By international standards, the Middle East is at the beginning of its programmatic advertising journey. Rather than being a hindrance, however, this could enable the region to avoid the pitfalls encountered by other markets – not least in fields like brand safety and ad fraud.

Of the US$3bn currently spent on display advertising across the MENA region annually, the IAB estimates that only 20.9% is being traded programmatically. For context, in Germany that figure stands at 40%; in the UK, Europe’s most advanced digital advertising market, 76% of display ad spend is programmatic.

Brands in these territories have primarily treated programmatic technology as a means of making media buying as efficient as possible. When asked by martech company Alfi for the most important benefits of programmatic, most advertisers in markets like the US and France selected automation (94%) and real-time measurement (72%).
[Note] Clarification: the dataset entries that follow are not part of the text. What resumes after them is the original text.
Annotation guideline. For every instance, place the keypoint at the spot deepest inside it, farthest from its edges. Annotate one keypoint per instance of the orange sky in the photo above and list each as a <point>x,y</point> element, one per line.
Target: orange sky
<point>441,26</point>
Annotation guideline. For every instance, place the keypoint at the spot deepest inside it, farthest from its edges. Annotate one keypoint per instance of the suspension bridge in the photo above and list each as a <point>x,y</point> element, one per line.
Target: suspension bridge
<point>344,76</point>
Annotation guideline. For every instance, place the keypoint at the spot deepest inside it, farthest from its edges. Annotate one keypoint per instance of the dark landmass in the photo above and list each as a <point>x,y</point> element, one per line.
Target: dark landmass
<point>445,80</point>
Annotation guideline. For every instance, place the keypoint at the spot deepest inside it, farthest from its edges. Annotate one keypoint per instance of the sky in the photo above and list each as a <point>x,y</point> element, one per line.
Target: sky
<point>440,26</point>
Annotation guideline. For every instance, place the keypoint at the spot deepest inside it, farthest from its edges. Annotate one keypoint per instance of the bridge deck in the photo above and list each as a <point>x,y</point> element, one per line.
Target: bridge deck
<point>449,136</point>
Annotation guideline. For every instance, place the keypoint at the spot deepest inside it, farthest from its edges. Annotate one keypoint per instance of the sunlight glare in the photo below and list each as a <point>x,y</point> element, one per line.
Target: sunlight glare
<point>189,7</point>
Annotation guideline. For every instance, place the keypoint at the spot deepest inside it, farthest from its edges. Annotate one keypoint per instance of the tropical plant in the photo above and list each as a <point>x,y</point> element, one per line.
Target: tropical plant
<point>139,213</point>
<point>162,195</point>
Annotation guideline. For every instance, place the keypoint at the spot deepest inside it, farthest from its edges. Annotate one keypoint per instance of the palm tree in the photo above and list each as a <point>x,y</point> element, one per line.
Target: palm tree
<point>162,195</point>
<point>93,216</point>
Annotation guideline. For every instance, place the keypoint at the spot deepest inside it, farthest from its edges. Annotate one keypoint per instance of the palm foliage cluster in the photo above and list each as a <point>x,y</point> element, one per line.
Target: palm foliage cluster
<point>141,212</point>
Alex Brownsell, Senior Editor - Media, WARC
Alex Brownsell, Senior Editor – Media, WARC

Considerations such as media quality have been low on the agenda, and this has come at a cost. A recent study from NewsGuard and Comscore found that publishers of mis- and disinformation are hoovering up vast sums through wayward programmatic spend. The problem is particularly acute in the US, the researchers believe, with the country’s advertisers sending an estimated $1.62bn to misinformation sites.

This has prompted a change in attitude. Brands and their agency partners are increasingly practicing ‘conscious media’ planning. This involves making deliberate decisions on what media to prioritise, focusing on quality environments and diversity of media, and actively eliminating spending with those responsible for disinformation and online hate.

The recent WARC Guide to conscious media investment – written in partnership with the Conscious Advertising Network – shared lessons from brands including GSK, HMD, Virgin O2, and Reebok, who are already making conscious media choices, and seeing brand impacts.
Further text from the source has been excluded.